Школа


На выпускном в детском саду мне не дали портфеля, с которым потом надо будет ходить в школу. Всем на линейке раздали по портфелю, а мне — нет. Моя мама была воспитательницей, она отвела меня в сторону и сказала, что мне потом дадут портфель, и не такой, как у всех, а лучше. И мне его потом действительно дали. Вроде бы он был синий, а у всех остальных — коричневые. И мой был как бы красивее и с лямками — настоящий ранец, а у остальных — просто коричневые с ручкой, так себе портфели. И я вроде бы должен был радоваться, но я не радовался.
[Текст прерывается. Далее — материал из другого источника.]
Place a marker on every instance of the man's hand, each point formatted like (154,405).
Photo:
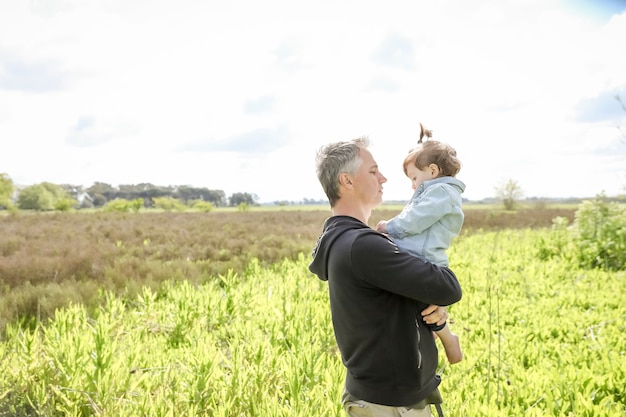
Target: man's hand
(435,314)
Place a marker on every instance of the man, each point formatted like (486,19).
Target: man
(377,293)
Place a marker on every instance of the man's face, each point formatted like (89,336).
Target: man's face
(368,181)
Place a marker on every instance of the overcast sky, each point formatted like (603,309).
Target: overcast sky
(238,95)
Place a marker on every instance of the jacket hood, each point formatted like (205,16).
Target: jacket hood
(446,180)
(334,227)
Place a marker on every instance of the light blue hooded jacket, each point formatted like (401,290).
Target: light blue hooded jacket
(430,220)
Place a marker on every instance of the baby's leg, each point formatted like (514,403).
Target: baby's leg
(450,342)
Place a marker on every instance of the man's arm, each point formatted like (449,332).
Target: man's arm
(379,262)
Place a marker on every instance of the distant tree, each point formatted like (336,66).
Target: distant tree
(123,205)
(101,193)
(237,198)
(6,192)
(188,194)
(203,206)
(509,192)
(169,204)
(44,197)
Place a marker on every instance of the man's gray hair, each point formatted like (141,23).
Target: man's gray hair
(336,158)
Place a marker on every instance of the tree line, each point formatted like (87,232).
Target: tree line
(48,196)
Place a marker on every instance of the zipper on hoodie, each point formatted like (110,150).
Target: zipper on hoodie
(419,340)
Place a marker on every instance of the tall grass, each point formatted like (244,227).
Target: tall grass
(541,338)
(50,260)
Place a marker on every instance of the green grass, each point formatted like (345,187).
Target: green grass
(540,339)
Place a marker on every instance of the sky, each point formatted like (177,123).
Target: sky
(239,95)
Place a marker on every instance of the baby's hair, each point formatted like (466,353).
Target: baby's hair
(434,152)
(424,133)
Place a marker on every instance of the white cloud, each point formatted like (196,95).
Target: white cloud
(115,91)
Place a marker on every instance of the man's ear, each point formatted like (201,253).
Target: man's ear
(345,180)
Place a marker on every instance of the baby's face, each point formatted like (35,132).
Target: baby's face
(418,176)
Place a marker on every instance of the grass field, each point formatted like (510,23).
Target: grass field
(216,314)
(540,339)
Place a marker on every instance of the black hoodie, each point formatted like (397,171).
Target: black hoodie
(376,295)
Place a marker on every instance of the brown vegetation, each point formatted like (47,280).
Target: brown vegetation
(49,260)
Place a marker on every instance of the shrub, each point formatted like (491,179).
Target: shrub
(596,239)
(599,234)
(169,204)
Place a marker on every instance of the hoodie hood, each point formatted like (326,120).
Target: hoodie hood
(334,227)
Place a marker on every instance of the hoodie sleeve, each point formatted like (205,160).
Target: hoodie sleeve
(378,262)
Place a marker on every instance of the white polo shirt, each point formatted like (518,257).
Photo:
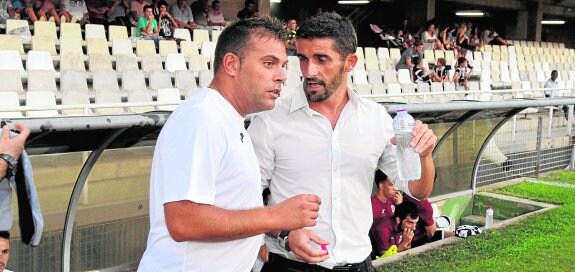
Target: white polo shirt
(300,153)
(204,155)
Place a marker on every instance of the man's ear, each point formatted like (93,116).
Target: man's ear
(231,64)
(350,62)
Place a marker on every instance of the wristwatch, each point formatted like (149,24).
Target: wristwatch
(12,164)
(283,239)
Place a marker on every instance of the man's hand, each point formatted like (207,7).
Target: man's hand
(14,146)
(299,244)
(297,212)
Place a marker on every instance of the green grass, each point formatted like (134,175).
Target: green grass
(567,177)
(544,242)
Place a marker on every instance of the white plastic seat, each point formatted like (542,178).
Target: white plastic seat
(41,99)
(175,62)
(9,100)
(170,95)
(39,60)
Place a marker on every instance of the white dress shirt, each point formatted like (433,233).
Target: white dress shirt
(300,153)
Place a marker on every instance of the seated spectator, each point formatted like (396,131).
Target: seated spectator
(425,230)
(98,12)
(183,15)
(290,42)
(248,11)
(419,72)
(136,11)
(167,22)
(416,50)
(118,13)
(460,77)
(216,18)
(41,10)
(441,70)
(148,26)
(430,39)
(491,37)
(200,12)
(398,231)
(74,11)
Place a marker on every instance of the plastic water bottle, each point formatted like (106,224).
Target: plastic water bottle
(489,217)
(408,164)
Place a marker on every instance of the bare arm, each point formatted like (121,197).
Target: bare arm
(187,220)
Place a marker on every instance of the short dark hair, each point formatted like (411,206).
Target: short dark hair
(162,3)
(330,25)
(147,7)
(5,235)
(234,38)
(404,209)
(380,177)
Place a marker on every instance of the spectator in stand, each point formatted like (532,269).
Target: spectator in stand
(200,12)
(419,72)
(461,74)
(441,70)
(183,15)
(118,14)
(430,38)
(98,12)
(399,230)
(291,29)
(248,11)
(74,11)
(167,22)
(425,230)
(137,11)
(216,18)
(491,37)
(4,250)
(405,62)
(42,10)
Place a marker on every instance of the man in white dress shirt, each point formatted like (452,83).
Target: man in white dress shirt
(327,141)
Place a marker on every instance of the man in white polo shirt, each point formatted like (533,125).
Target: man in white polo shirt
(328,141)
(206,209)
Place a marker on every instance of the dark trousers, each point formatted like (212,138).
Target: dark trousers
(277,263)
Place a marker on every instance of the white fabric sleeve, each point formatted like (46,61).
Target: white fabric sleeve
(190,158)
(261,139)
Мой портфель мне мама вручила на следующий день после выпускного, одна, в спальне детсадовской группы, — но я не радовался. Мне не нужен был особый портфель, мне хотелось получить обычный, как у всех, но зато вместе со всеми, а не один на один, во время тихого часа, как бы исподтишка.

А вот в школу я идти хотел. Хотя почти все дети не хотели, и это было даже круто — на вопрос взрослых, мол, хочешь ли идти в школу, отвечать: «Нет». Это считалось нормальным, взрослые за это не ругали, а хлопали по плечу и говорили, что, ничего, тебе со временем понравится. А я отвечал, что: «Да, хочу в школу». И меня не хлопали по плечу, и сказать им было нечего.
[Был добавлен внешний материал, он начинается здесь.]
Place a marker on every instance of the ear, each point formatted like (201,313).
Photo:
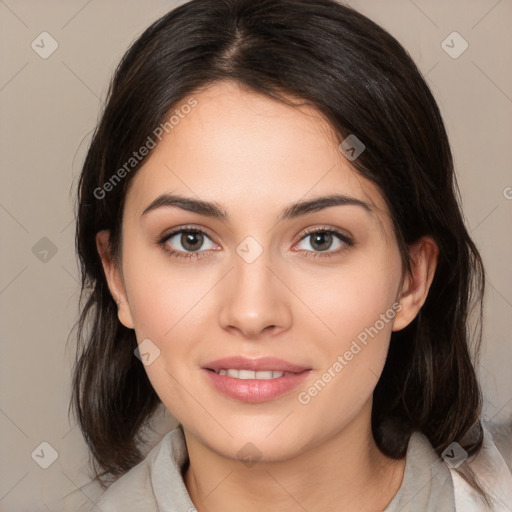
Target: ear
(416,285)
(114,278)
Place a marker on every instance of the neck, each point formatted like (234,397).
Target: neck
(343,473)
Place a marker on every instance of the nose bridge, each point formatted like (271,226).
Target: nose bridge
(254,298)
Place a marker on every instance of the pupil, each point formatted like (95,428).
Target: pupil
(322,236)
(190,241)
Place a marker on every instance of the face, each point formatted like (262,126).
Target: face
(314,289)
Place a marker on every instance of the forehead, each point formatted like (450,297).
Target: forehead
(243,149)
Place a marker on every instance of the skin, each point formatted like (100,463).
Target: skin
(255,156)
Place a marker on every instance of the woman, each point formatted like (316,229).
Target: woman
(272,247)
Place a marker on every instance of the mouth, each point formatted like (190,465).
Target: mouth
(254,380)
(251,374)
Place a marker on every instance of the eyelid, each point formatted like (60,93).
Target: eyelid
(345,238)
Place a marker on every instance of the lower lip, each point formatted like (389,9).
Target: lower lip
(255,390)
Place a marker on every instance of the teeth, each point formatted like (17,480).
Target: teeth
(250,374)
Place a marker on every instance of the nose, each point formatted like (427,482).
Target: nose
(255,299)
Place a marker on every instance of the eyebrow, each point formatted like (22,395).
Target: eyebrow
(214,210)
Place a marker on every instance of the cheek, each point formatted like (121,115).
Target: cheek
(353,297)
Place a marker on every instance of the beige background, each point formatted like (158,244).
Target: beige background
(48,109)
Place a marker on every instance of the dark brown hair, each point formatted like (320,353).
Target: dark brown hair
(362,80)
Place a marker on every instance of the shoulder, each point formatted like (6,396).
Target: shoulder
(492,467)
(139,489)
(132,491)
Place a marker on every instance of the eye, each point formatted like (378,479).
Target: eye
(187,242)
(322,239)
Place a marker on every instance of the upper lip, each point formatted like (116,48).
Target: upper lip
(257,364)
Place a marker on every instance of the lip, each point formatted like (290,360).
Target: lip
(258,364)
(254,390)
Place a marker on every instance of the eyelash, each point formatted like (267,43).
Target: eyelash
(180,255)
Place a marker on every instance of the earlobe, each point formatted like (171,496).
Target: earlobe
(416,285)
(114,278)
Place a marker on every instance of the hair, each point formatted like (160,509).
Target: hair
(354,73)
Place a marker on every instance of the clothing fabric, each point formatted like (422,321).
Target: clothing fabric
(429,484)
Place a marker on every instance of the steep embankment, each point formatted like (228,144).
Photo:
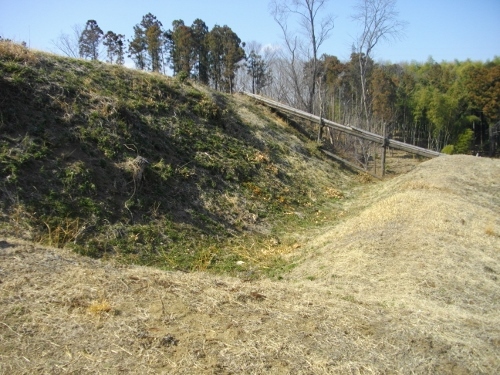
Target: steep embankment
(407,282)
(222,178)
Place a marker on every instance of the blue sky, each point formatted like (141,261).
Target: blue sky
(445,30)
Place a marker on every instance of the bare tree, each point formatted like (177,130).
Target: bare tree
(301,51)
(69,43)
(379,21)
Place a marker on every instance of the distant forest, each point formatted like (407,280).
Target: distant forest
(453,107)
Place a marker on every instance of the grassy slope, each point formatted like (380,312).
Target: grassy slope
(223,175)
(406,283)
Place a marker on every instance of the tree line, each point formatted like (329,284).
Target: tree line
(211,57)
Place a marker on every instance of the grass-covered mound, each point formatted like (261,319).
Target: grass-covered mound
(224,177)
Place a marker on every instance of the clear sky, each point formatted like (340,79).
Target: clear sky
(445,30)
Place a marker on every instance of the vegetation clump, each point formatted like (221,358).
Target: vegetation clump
(215,178)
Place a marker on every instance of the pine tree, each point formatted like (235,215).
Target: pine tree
(225,52)
(182,48)
(137,50)
(199,32)
(89,40)
(258,71)
(153,33)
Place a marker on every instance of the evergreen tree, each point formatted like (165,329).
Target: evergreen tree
(199,32)
(258,71)
(182,48)
(152,31)
(225,52)
(137,50)
(89,40)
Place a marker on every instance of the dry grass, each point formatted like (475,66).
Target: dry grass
(406,283)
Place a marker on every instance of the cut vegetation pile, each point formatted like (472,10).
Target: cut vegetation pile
(224,175)
(406,283)
(400,276)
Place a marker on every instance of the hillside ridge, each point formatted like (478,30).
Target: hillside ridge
(377,292)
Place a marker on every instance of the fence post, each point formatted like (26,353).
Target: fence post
(384,145)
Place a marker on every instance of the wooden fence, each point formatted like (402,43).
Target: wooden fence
(377,138)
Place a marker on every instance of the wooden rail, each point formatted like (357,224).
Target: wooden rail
(383,141)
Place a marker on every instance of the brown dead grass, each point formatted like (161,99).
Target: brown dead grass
(407,282)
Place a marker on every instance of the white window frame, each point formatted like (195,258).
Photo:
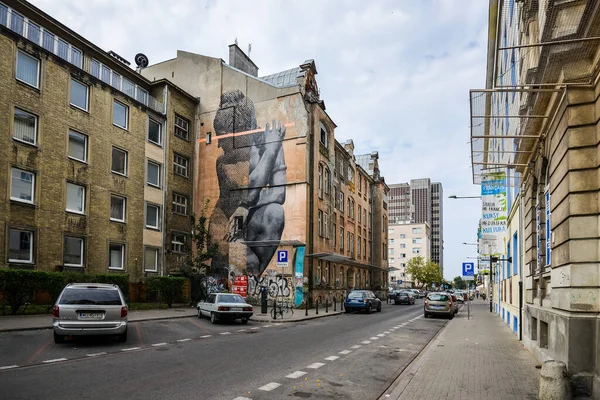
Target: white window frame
(148,174)
(37,85)
(146,225)
(150,121)
(126,127)
(32,201)
(35,128)
(178,166)
(81,251)
(122,256)
(85,150)
(32,244)
(87,95)
(82,200)
(124,208)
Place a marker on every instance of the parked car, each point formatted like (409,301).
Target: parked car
(225,306)
(362,300)
(439,304)
(404,297)
(90,309)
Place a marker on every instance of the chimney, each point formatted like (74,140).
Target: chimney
(238,59)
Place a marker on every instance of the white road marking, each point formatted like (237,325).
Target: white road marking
(296,374)
(55,360)
(269,386)
(96,354)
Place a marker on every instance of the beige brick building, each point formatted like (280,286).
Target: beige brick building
(87,149)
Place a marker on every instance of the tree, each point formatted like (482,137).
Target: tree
(459,283)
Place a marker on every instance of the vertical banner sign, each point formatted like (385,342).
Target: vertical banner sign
(299,274)
(548,228)
(493,218)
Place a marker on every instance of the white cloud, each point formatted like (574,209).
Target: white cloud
(394,75)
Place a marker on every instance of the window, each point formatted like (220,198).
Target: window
(20,246)
(120,114)
(79,95)
(119,161)
(154,132)
(73,252)
(180,165)
(116,257)
(75,198)
(77,146)
(153,174)
(152,216)
(151,259)
(22,186)
(179,204)
(117,208)
(182,128)
(178,243)
(28,69)
(25,126)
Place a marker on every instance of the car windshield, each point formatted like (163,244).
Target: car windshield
(231,298)
(94,296)
(437,297)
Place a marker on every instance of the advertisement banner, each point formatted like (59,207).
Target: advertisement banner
(493,214)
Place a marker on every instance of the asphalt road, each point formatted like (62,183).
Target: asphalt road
(350,356)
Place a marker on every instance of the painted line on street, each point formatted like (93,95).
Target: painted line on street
(269,386)
(102,353)
(296,374)
(54,360)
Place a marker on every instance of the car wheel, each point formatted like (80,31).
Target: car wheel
(58,338)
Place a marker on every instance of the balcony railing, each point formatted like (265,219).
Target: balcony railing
(61,48)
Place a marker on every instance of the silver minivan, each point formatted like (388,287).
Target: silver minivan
(90,309)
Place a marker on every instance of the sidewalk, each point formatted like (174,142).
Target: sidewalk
(479,358)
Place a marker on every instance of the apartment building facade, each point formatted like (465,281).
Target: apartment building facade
(84,144)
Я всю жизнь хотел быть как все, но у меня это не получалось. Всю жизнь я был один и как-то сбоку.

Я давал первый звонок. Но я этого не ожидал, меня не предупреждали, а ведь взрослые наверняка знали заранее. Хотя сейчас я понимаю, что других кандидатур не было и быть не могло: я был самым умным мальчиком в группе, моя мама — воспитательница в нашем детсаде, и у меня ранец какой-то особенный — кажется, синий. Меня вела за руку какая-то десятиклассница, вероятно отличница, а я звонил. Точнее — пытался. Звонок звонил очень плохо: за звон у него внутри отвечала гаечка на веревочке, а так как я красиво держал звонок за ручку снизу, колокольной частью вверх, то гаечка где-то пряталась внутри, за что-то цеплялась и звонить нормально отказывалась. Мы шли с отличницей по кругу, я был малеха ошарашен, так как притомился, как и все первоклашки, стоять на солнцепечной линейке, пытался звонить в не звенящий звонок и довольно глупо улыбался. В конце концов, я начал трясти его сильнее, гаечка извлекла несколько печальных жестяных перезвонов — и мы дошли до высокой лестницы. Затем в колонки громко включили какой-то школьный вальс — и все начали подниматься вверх, в страну тяжелых знаний.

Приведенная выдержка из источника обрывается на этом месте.